Put that defeat in its proper context, and it looks like a bad night at the office.

A bad night at the office usually results in Celtic dropping points, because a bad night at the office is usually against an SPL team. A bad night at the office against this sort of team … painful lessons are handed out, and that’s what this was. But what exactly was the lesson?

That we’re lost at this level?

Depends what you mean by “this level.” I refute that if it’s a reference to the Champions League itself, but as I’ll explore later there are now two Champions Leagues as there are effectively two EPL’s and two La Liga’s and two Ligue One’s … and that’s a reality we all have to face.

The lesson that we should have strengthened at the back?

Perhaps yes, but as I’ve come to realise since the window shut – as I knew before it did, actually – we’re in a strange position here. We should have had a greater target pool to dip into, in my view, but again that’s easy for me to say. There was not a queue all the way down London Road of top defenders willing to take huge wage cuts for the pleasure of taking on Motherwell on a wet Wednesday night after the glitz of PSG passes by.

Had there been, and had we signed them, it’s not impossible – not even unlikely – that PSG’s strike force would have danced around them anyway; what do people think over £170 million for Neymar bought? A guy who’ll fold the hand because he’s playing against Martin Skrtel and not Mikael Lustig?

So what other lesson?

That we should have played better? Been better as a unit?

I’ll grant that, but I’ll say this … there was a guy on the pitch last night, Rabiot, who most people who don’t watch French football on a regular basis will barely have heard of. I’ve been a huge admirer of his for a few years, as I try to watch as much football from around the world as I can. He’s an immense talent, and still very young. He was partnered in the middle by Thiago Silva, another exceptional footballer from the very top drawer.

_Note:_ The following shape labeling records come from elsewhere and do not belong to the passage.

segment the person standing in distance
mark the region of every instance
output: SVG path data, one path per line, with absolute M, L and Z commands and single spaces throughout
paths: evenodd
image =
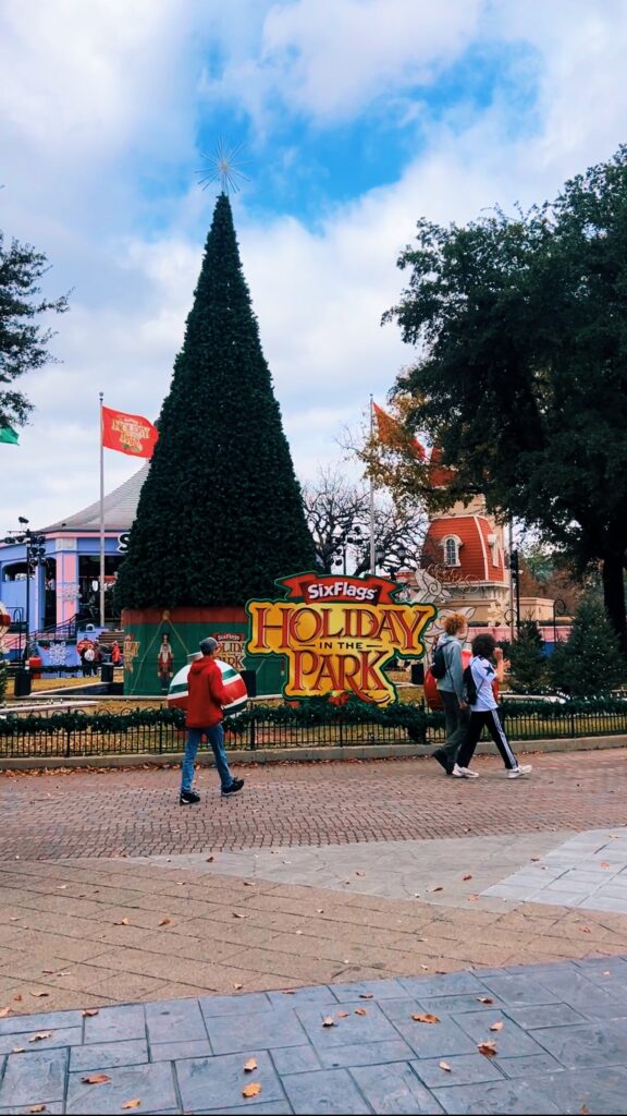
M 190 666 L 187 679 L 187 740 L 181 771 L 181 806 L 193 806 L 200 802 L 201 796 L 192 790 L 194 781 L 194 762 L 203 735 L 209 740 L 215 757 L 215 767 L 220 776 L 223 795 L 237 795 L 244 785 L 243 779 L 233 779 L 224 751 L 224 730 L 222 728 L 222 706 L 229 704 L 229 695 L 222 683 L 222 672 L 215 662 L 220 644 L 213 636 L 208 636 L 200 644 L 202 658 L 196 658 Z
M 457 752 L 457 762 L 453 768 L 455 779 L 479 779 L 479 771 L 471 771 L 469 763 L 474 756 L 483 725 L 486 727 L 492 740 L 499 749 L 508 770 L 508 779 L 519 779 L 533 769 L 531 763 L 519 763 L 510 744 L 498 713 L 498 703 L 492 689 L 494 679 L 503 681 L 503 650 L 496 646 L 494 636 L 476 635 L 472 642 L 473 657 L 470 670 L 476 686 L 476 700 L 471 704 L 470 724 L 465 740 Z M 496 668 L 490 662 L 494 658 Z
M 434 760 L 444 768 L 446 775 L 453 775 L 457 751 L 465 739 L 470 711 L 464 698 L 462 665 L 462 647 L 467 634 L 466 618 L 461 613 L 452 613 L 444 620 L 444 635 L 440 636 L 437 646 L 444 652 L 446 674 L 437 680 L 437 691 L 444 705 L 446 725 L 446 742 L 436 748 Z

Rabiot could play for any club anywhere and he’s one of those guys who does a very unsexy job. But last night he gave a masterclass in how that job should be done. He harried. He harassed. Every time a Celtic midfielder had the ball, there he was. And if he wasn’t the guy doing the marking he was the guy hovering between that Celtic player and another, to intercept the pass … which he did time and time and time again. And when he wasn’t … Silva was.

And of course they had another partner in the midfield; Marco Verratti, one of the game’s genuine prodigies, signed from Pescara in Italy when he only 19 but already on the verge of the Italian national team, and being talked about as one of the finest up-coming midfielders in the world.

That was in 2012, and the years between have moulded him into one of the finest players of his generation. He cost PSG £12 million … and last year Barcelona failed in a bid to sign him for around six times that. And they won’t quit trying.

So other than “don’t get teams like PSG in the draw” I’m not sure what lesson Brendan Rodgers has failed to learn that Nicholas and others, in their wisdom, could teach.

Brendan spoke after the game, in a way that was as classy as anything PSG did on the field. He acknowledged that the team didn’t perform to the level he would have wanted, but made sure to remind the journos of exactly who it was we were up against.

He wasn’t satisfied. He wasn’t happy. He knows we could have done things better … but he’s also a grounded guy.

He praised the kid Ralston, who I thought acquitted himself as well as he could against the world’s most expensive footballer – in fact, I thought he was excellent, perhaps not in terms of his technique just yet, but in his attitude, his aggression, his fearlessness; we have a young lion here.

But more than that, he pretty much shrugged off all talk about being “embarrassed.” Brendan is not a fantasist, or “tactically naïve” as some idiots were putting it. He’s a guy who knows what we have here. He also knows what we don’t have here, and this team is still a work in progress.

The simple truth is that mistakes and errors aside, we could have gone out there last night with a full strength team and played at the very top of our game … and still wound up on the back of that result. We’re in football’s most unforgiving realm.

And the only embarrassment is that a lot of people still don’t recognise that reality.